Update: Friday 02/13/09, 11:59am ET – Not a hardware issue (thanks to Rackspace and RippleIT for your help). We just did some campaign triage that has sped things up dramatically, which might clear out the delivery queue much sooner than expected. But it’s too early to provide an ETA. That’s because we want to watch how ISPs throttle the surge in emails coming from us. Thanks to those who are supportive during all this, and our sincere apologies to everyone whose campaigns are delayed. They’re getting delivered – just slow.


Update: Friday 02/13/09, 9:55am ET – First and foremost, contact customer svc for make goods. We know you’re frustrated, and we’re sorry. Once we’ve solved the technical problem, we will circle back and issue credits to customers affected by the slow-down. Okay, time for some updates…
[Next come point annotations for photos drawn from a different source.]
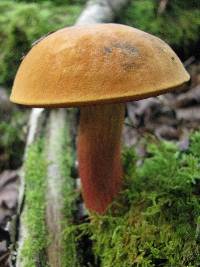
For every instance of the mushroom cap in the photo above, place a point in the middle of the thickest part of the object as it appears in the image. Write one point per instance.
(99, 63)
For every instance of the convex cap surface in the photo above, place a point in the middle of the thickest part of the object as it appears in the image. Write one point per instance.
(97, 63)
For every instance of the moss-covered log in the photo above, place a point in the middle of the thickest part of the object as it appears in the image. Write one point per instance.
(54, 202)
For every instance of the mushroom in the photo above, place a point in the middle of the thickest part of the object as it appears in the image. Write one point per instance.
(97, 68)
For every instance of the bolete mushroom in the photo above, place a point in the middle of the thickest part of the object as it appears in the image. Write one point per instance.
(97, 68)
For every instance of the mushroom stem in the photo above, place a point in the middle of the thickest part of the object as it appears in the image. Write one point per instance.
(99, 154)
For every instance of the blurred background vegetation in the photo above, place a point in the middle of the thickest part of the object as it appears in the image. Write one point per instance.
(24, 22)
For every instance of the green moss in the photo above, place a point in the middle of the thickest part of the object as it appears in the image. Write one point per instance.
(157, 222)
(179, 25)
(21, 24)
(33, 251)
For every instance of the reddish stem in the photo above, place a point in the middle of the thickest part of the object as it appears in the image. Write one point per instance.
(99, 154)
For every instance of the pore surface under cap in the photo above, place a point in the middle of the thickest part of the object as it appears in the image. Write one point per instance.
(97, 63)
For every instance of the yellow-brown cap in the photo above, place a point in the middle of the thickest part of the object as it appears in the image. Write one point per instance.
(93, 64)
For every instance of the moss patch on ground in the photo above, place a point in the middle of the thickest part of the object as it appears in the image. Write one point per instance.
(179, 24)
(33, 251)
(23, 23)
(157, 217)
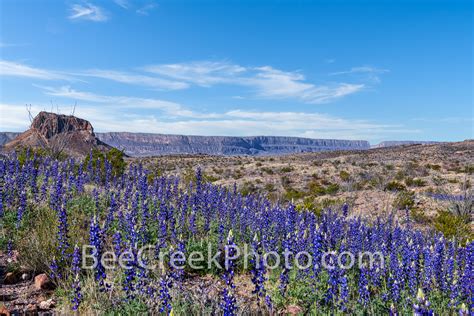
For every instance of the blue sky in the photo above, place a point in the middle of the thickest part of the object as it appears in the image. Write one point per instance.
(374, 70)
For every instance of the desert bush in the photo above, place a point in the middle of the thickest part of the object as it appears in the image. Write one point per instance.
(37, 239)
(344, 175)
(404, 200)
(395, 186)
(452, 225)
(267, 170)
(433, 167)
(287, 169)
(416, 182)
(269, 187)
(248, 188)
(293, 194)
(114, 156)
(419, 216)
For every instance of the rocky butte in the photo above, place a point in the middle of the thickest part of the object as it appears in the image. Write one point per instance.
(77, 136)
(58, 134)
(144, 144)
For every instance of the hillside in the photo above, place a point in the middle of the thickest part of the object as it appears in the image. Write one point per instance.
(58, 134)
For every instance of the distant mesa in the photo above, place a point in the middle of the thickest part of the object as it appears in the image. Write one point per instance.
(144, 144)
(78, 138)
(394, 143)
(57, 133)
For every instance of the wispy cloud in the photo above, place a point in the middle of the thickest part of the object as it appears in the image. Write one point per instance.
(122, 3)
(87, 11)
(371, 73)
(145, 10)
(231, 123)
(260, 82)
(268, 82)
(13, 69)
(203, 73)
(136, 79)
(171, 109)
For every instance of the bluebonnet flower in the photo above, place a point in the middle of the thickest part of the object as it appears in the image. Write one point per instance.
(165, 297)
(285, 273)
(95, 240)
(258, 269)
(228, 304)
(363, 287)
(422, 305)
(76, 285)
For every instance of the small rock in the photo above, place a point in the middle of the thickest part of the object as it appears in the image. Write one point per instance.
(42, 282)
(10, 278)
(31, 308)
(47, 304)
(4, 311)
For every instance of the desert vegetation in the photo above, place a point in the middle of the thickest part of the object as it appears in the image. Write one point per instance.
(58, 217)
We’ve been in talks with the vendor who provides our MTA. Brainstormed some fixes, implemented last night, waited, and it didn’t work. At 8am, we worked with data center to add more memory to delivery servers. They worked fast, but it didn’t help. MTAs were still trying to use disks for memory, instead of new RAM. Had a new theory that a spool drive on one of our delivery servers is starting to fail (don’t worry, we back up all data). We initialized a new drive, and are diverting traffic. It’s running much faster now, so we think our theory was correct. 250k delivered in last 40 minutes. That’s promising. Once initialization of the new drive is complete and it’s running at full speed, it might take 6 hrs to noticeably clear the queue. Probably another 12-18 hrs before full normalcy is restored. To be clear, campaigns have been getting delivered all this time – just slowly. Stay tuned to Twitter for up-to-the-minute updates.

Quick heads-up to all MailChimp customers – not sure what happened yesterday, but we saw a pretty big spike in just about everything. Free trial signups doubled, and we had more than 4 times the normal dB load.

In the past hour alone, around 1 million new emails were queued up for delivery. It’s only 10am here on the East Coast, so we’re bracing ourselves for a busy day.

To quote our customer service team, "Looks like everyone is spreading the love for Valentines Day specials."

We’re keeping a close watch on our delivery and app servers. Everything is running fine, but slower than normal.  Follow us on Twitter for more updates.

On the subject of our servers, yesterday we saw a brief outage from 4:17pm to 4:37pm ET. It was relatively brief, as far as server downtime goes. But to any of our customers building an email campaign at the exact time of the outage, those 20 minutes were frustrating and agonizing, we know.

Sorry about that. Please contact our customer service team, and they’ll work something out with you.

Now What?

As soon as we got everything back online yesterday, we placed an order for another app server, to help balance things out even more.

And we’ve already been working on adding more database servers and replication (those should go online this weekend).